None of this should have been happening.
His goals were very clear. First he would seduce her. Then he would toss her aside, brutally and publicly, tainting anything further she ever said about him as the unhinged rantings of a woman scorned. Simple. Easy. Exactly what she deserved after all these years.
Except nothing was going as planned.
He’d expected to want her, because he had a weakness for smart and haughty and unimpressed with him, apparently, wrapped up in one aristocratic, obstinate package. He’d always wanted the things he shouldn’t, the things not only likely to destroy him, but also certain to do so in the most painful way possible.
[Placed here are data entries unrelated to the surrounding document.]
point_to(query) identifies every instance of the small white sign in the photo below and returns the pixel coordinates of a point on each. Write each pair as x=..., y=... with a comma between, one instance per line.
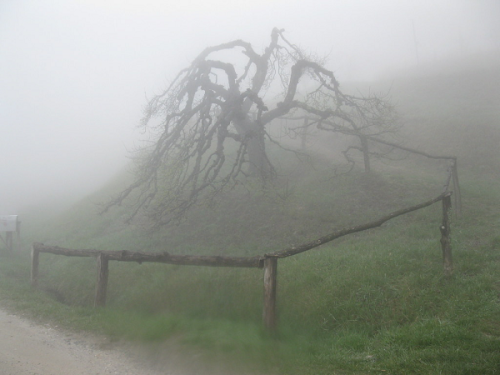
x=8, y=223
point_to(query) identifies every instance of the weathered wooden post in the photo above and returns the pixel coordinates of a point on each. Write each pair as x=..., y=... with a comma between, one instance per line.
x=445, y=236
x=102, y=280
x=35, y=260
x=11, y=224
x=270, y=282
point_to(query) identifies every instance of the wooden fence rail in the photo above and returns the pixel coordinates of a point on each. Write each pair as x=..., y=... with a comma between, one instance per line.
x=269, y=262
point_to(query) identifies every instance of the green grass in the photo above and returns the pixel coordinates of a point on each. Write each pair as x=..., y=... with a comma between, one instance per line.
x=375, y=302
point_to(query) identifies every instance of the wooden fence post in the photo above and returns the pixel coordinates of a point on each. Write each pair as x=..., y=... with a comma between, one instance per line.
x=35, y=260
x=270, y=280
x=445, y=237
x=102, y=280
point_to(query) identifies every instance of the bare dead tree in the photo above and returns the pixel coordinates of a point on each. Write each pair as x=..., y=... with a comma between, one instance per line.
x=210, y=124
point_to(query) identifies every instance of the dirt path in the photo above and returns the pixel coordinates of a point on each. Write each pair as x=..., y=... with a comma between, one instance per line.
x=28, y=348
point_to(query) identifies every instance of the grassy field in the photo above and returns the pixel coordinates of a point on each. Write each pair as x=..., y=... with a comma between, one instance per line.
x=375, y=302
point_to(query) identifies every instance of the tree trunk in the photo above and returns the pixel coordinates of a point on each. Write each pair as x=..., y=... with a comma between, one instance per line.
x=253, y=132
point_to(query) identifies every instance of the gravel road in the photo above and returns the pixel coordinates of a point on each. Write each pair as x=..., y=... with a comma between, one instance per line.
x=29, y=348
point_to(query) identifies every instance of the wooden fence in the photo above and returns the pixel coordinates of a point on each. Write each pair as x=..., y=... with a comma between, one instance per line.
x=269, y=261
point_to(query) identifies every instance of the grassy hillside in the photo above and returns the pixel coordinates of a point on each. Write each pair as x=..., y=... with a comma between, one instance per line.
x=374, y=302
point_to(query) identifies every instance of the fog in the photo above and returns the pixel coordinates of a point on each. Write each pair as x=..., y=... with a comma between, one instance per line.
x=75, y=75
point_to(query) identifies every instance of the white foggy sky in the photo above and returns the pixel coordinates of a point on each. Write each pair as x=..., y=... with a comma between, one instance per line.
x=75, y=75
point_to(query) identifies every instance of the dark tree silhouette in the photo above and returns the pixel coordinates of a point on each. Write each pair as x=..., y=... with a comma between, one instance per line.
x=210, y=126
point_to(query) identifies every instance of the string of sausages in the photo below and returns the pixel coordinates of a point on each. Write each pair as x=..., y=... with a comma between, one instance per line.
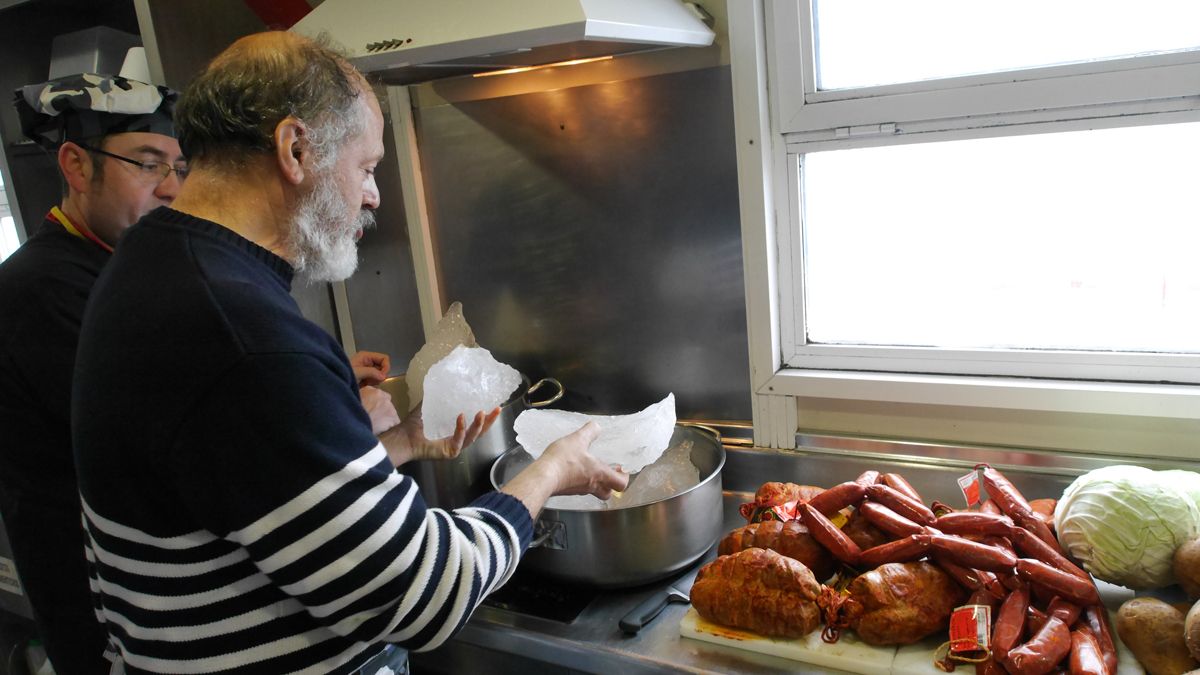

It was a Korovin family trait. But he’d also expected to hate her, disdain her and her Ivy League snootiness at the very least, and he didn’t quite understand how that hadn’t happened. Or why he’d found himself telling her things he’d never told anyone before.
Or what had sprung up and taken him over like this, making him all but unrecognizable to himself. He was not a man who formed attachments. He knew better. He’d loved his parents as any son did, despite their coldness, and they had died. He’d wanted to love his uncle, until the drinking and brutality made that impossible. He had deeply admired his first trainer, the man he’d considered his savior, until he’d tried to steal the bulk of Ivan’s money after the championships had started mounting up. And he loved Nikolai, still and always, and look what he’d done to him. Look what Nikolai had become.
Damn her.
“I will see you in ten days’ time,” he’d told her, unnecessarily, standing in the open door of the car, holding her captive between him and it.
“Yes.” But she’d been hiding from him even as she’d tilted up her chin and met his gaze, that dark jade too black, too dark.
“Miranda …”
But there’d been nothing to say, and he couldn’t have said it even if there had been. How could he have? She was Miranda Sweet. His loudest critic. His enemy. They’d set all of this in motion that night in Georgetown, and there was no stopping it. There was no changing course. Not now. The benefit gala drew closer by the day, and with it, the end of all of this. His revenge and her comeuppance. As planned from the start.
“Do you really think they’ll hound me?” she’d asked then, her voice too quiet. Too unsure. He’d hated it. He’d wanted her spark back, her fire. He’d wanted her to feel this wildness, this madness, that lived in him now. He’d wanted her any way he could have her, no matter what it did to either one of them.